Bullous Pemphigoid (BP) is a chronic, autoimmune disease with blisters in the sub-epidermal part of the skin as its predominant manifestation. This condition may persist for months or years, with a tendency to spontaneous remissions and exacerbations.
Since it may be confused with another similar sounding disease, Pemphigus vulgaris (PV), which also targets the skin, the distinguishing characteristics of each are highlighted here. PV is comparatively more common, is limited to the upper epidermis, almost always involves the mucous membrane, features blisters which rupture easily, and has a higher fatality rate. On the other hand, BP is located between the dermis and epidermis, the tense blisters do not break easily, mucous membrane involvement is much lesser, and it is more amenable to treatment, though it too can be fatal in the elderly or debilitated people. Both diseases can be diagnosed using skin biopsy for Direct Immunoflourescence test (DIF) and Indirect Immunoflourescence test (IDIF) using serum. While autoantibodies desmoglein 1 and 3 denote PV disease, the presence of anti-BPA 1 and 2 confirm a diagnosis of BP.
The standard treatment of BP aims to reduce and heal blisters and erosions and prevent recurrence with continued use of the minimum possible dosage of medicines. Treatment includes anti-inflammatory drugs like corticosteroids, tetracycline and dapsone; and immune suppressant drugs like azathioprine, methotrexate, mycophenolate mofetil and cyclophosphamide. Doxycycline can be used as a steroid sparing drug, since it has been found to be more effective and with lesser adverse effects as compared to prednisone. Treatment of about 6-60 months is required to bring about long term remission in most patients.
The long term use of drugs for treatment is a major contributor to the morbidity associated with this disease. Steroids can cause and also aggravate hypertension, heart disease, diabetes, peptic ulcer, and bone thinning; these comorbidities are already present in most elderly people, and it is this population which is most susceptible to BP. In order to avoid the side effects of oral steroid therapy, potent topical corticosteroid ointments along with anti-inflammatory medicines can be used, especially when there is limited and localized skin involvement. Biological treatment with Rituximab may benefit patients who do not respond satisfactorily to standard treatment.
Since modern treatment may contribute to morbidity from BP, Ayurvedic herbal treatment can be used as an alternative since it is safe for long term use, and can effectively provide prolonged or permanent remission from the disease. It is pertinent to note here that Ayurvedic treatment guidelines and protocol for both BP and PV are similar, since there is no different treatment approach based upon the different layers of affected skin.
Herbal medicines which have a direct action on skin, subcutaneous tissue, capillaries, blood, and blood vessels are quite useful in BP treatment. Since this is an autoimmune disorder, the common principles of treatment for all autoimmune disorders apply here too; these include managing inflammation, allergy, chronic infection, detoxification, strengthening and rejuvenation of faulty or dysfunctional tissue, and gradual modulation of immunity.

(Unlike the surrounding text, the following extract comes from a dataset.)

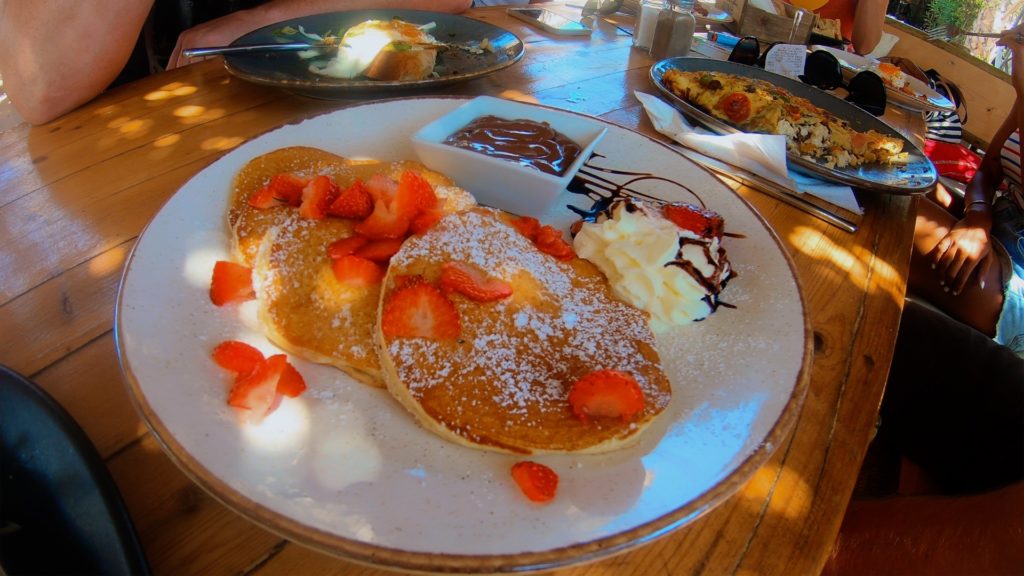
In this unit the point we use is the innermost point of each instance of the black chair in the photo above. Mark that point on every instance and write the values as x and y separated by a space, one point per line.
60 511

For the remission phase, treatment involves generalized rejuvenation of the full body, also known as Rasayan therapy; for this purpose, herbomineral formulations are used which not only activate healthy body metabolism, but also simultaneously provide control for inflammation, allergy, and help gradually build up true body immunity.

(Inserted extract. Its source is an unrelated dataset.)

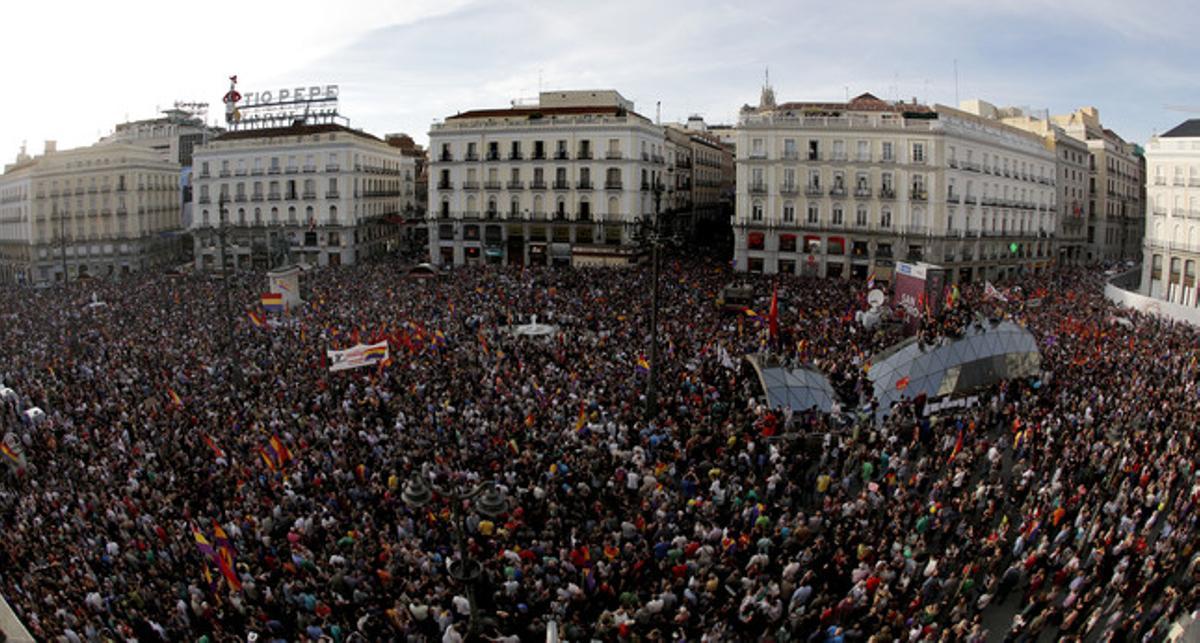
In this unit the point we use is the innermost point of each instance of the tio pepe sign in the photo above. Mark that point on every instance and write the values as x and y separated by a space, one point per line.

Patients who are refractory to standard Ayurvedic herbal treatment are subjected to systematic detoxification plans known in Ayurveda as Panchkarma, which may be given singly or in combination. These procedures include induced emesis, induced purgation, blood-letting, nasal medication, and medicated enemas. Since BP is mainly found in the elderly population, caution needs to be exercised while doing such detoxification procedures. For recurrent, localized skin involvement, simple blood-letting from a vein near the affected parts, or leech application in several sittings may provide dramatic results at almost no risk.

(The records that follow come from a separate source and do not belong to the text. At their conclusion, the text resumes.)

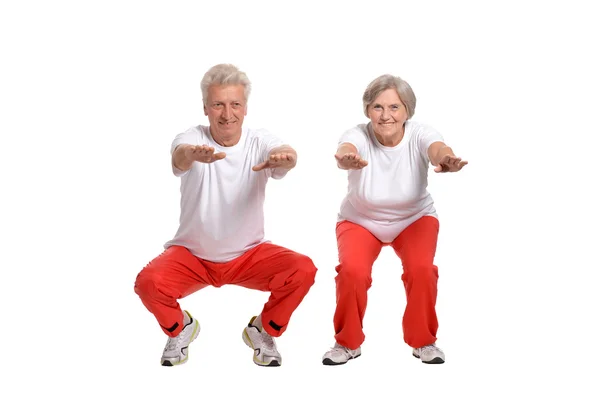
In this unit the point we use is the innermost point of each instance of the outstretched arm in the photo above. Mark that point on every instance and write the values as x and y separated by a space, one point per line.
186 154
443 158
282 157
347 157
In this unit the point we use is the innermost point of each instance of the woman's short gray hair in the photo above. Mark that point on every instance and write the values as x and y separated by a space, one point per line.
224 74
384 82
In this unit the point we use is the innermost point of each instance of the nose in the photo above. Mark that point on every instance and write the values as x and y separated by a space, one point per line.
226 114
385 114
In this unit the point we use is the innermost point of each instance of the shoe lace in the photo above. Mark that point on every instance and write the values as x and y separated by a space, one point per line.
268 341
173 343
337 348
429 348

Simplified treatment which may provide benefit to most patients affected with BP includes the local application of herbal ointments along with a few oral herbs. Ayurvedic herbal treatment for about 6-8 months is usually sufficient in providing long term remission to most patients with mild to moderate symptoms. However, severe autoimmune involvement may require aggressive treatment for nearly 18- 24 months. The presence of comorbidities in the elderly population may additionally prolong treatment. In spite of this, most people affected with BP usually get significant relief and lasting remission with Ayurvedic herbal treatment.